Court upholds 'Campus Carry'

Professors' injunction denied for being baseless

When students with a state-issued license to carry return to Texas public college campuses this fall they will be allowed to carry a concealed personal firearm, except in areas specifically prohibited by law.

U.S. District Judge Lee Yeakel found Monday the grounds to be unfounded for three University of Texas professors' injunction against implementation of Texas Senate Bill 11, allowing for "campus carry."

The bill was authored more than a year ago by Sen. Brian Birdwell, R-Granbury, and signed June 13, 2015, by Gov. Greg Abbott. It became law Aug. 16, 2016. It does not allow for open carry, and present state law restricts a license to carry to those at least age 21.

"It appears to the court that neither the Texas Legislature nor the [University of Texas] Board of Regents has overstepped its legitimate power to determine where a licensed individual may carry a concealed handgun in an academic setting," Yeakel wrote in his court order denying the injunction.

Birdwell's office did not immediately respond to a Burleson Star request for comment.

University of Texas professors Jennifer L. Glass, Lisa Moore and Mia Carter had filed for an injunction against implementation of the law using the due process clause of the 14th Amendment to the U.S. Constitution, but Yeakel found the law not to be unconstitutionally vague.

The professors also claimed the law infringed on their 1st Amendment right of academic freedom.
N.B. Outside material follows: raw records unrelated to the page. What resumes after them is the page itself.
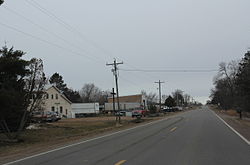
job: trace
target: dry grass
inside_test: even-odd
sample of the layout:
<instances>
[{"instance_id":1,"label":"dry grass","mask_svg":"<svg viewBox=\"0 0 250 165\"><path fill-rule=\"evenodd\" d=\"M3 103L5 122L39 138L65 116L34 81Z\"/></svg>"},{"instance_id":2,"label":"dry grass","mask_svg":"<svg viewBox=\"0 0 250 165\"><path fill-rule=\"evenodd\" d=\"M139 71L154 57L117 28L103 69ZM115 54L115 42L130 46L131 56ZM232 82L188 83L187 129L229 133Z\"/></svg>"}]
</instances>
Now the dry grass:
<instances>
[{"instance_id":1,"label":"dry grass","mask_svg":"<svg viewBox=\"0 0 250 165\"><path fill-rule=\"evenodd\" d=\"M144 118L143 121L155 119L158 118ZM0 164L13 158L21 158L137 124L131 117L122 117L119 126L116 125L115 117L64 119L54 123L44 123L39 126L40 129L25 130L21 136L23 142L0 142ZM0 134L0 139L3 137L3 134Z\"/></svg>"}]
</instances>

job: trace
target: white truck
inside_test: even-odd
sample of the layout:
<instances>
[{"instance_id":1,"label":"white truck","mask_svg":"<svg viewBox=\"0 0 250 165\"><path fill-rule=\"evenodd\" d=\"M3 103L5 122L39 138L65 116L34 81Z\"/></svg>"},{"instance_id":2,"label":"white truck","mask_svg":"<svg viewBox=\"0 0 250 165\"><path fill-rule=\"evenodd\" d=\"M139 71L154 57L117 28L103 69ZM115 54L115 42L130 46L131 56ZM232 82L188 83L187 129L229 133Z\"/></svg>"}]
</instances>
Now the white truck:
<instances>
[{"instance_id":1,"label":"white truck","mask_svg":"<svg viewBox=\"0 0 250 165\"><path fill-rule=\"evenodd\" d=\"M99 103L73 103L72 118L95 116L99 114Z\"/></svg>"}]
</instances>

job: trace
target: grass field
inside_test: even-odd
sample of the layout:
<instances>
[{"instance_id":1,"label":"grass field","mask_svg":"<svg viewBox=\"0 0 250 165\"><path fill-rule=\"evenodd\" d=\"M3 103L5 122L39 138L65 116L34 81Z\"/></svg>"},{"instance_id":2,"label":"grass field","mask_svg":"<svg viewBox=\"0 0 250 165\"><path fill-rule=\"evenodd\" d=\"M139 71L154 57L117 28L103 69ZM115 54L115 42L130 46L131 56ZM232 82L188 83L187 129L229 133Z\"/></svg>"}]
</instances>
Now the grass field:
<instances>
[{"instance_id":1,"label":"grass field","mask_svg":"<svg viewBox=\"0 0 250 165\"><path fill-rule=\"evenodd\" d=\"M142 118L142 123L157 120L156 118ZM22 142L0 142L0 164L13 158L24 157L56 147L71 144L79 140L88 139L96 135L129 128L138 123L132 117L122 117L117 125L115 117L89 117L79 119L62 119L54 123L35 124L36 129L26 129L21 135ZM4 135L0 134L0 139Z\"/></svg>"}]
</instances>

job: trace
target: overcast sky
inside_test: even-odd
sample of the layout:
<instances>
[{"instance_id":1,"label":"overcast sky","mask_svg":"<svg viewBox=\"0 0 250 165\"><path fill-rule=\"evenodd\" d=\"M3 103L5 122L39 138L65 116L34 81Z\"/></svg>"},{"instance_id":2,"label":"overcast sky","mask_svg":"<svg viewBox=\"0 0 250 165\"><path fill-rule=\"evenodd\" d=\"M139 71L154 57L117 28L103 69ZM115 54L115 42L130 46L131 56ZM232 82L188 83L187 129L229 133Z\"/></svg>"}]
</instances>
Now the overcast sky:
<instances>
[{"instance_id":1,"label":"overcast sky","mask_svg":"<svg viewBox=\"0 0 250 165\"><path fill-rule=\"evenodd\" d=\"M0 43L41 58L45 73L58 72L68 87L114 86L120 95L141 90L162 94L181 89L204 102L216 72L127 72L214 70L241 59L250 47L249 0L5 0L0 7ZM45 10L44 10L45 9Z\"/></svg>"}]
</instances>

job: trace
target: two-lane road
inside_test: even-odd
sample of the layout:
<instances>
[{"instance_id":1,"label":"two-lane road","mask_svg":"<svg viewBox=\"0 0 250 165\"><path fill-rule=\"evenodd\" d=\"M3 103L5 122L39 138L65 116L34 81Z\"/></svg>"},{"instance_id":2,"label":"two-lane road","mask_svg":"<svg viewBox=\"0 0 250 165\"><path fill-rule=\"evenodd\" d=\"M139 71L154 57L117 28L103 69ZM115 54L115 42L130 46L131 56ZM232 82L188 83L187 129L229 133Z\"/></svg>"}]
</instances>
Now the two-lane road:
<instances>
[{"instance_id":1,"label":"two-lane road","mask_svg":"<svg viewBox=\"0 0 250 165\"><path fill-rule=\"evenodd\" d=\"M250 146L203 107L12 164L250 165Z\"/></svg>"}]
</instances>

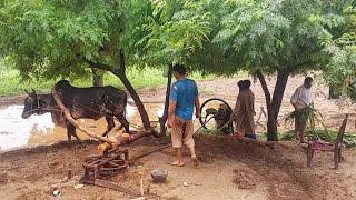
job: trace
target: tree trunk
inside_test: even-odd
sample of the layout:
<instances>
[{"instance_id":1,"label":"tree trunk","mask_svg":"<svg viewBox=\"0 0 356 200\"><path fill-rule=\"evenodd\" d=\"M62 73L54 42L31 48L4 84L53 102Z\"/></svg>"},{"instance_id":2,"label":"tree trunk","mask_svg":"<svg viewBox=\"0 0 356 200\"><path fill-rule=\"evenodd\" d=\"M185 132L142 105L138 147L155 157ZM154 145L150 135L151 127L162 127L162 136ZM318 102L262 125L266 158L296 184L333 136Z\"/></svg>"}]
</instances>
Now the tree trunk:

But the law does not forbid professors from the right to speak and teach freely, Yeakel found.

"The court has searched the jurisprudence of this country from the ratification of the Constitution forward and has found no precedent for plaintiffs' proposition that there is a right of academic freedom so broad that it allows them such autonomous control of their classrooms, both physically and academically, that their concerns override decisions of the legislature and the governing body of the institution that employs them," Yeakel wrote.

The professors' claim the law violates the equal protection clause of the 14th Amendment was also denied.

“I am pleased, but not surprised, that the court denied the request to block Texas’ campus carry law," Texas Attorney General Ken Paxton wrote in an email statement. "There is simply no legal justification to deny licensed, law-abiding citizens on campus the same measure of personal protection they are entitled to elsewhere in Texas. The right to keep and bear arms is guaranteed for all Americans, including college students, and I will always stand ready to protect that right.”

The University of Texas had forecasted that 1 percent of students would apply for and be granted a state-issued license to carry. Both the University of Texas and Texas A&M University, in addition to other public colleges, have information posted on their websites specific to campus carry. The University of Texas has 25 policy statements listed related to campus carry.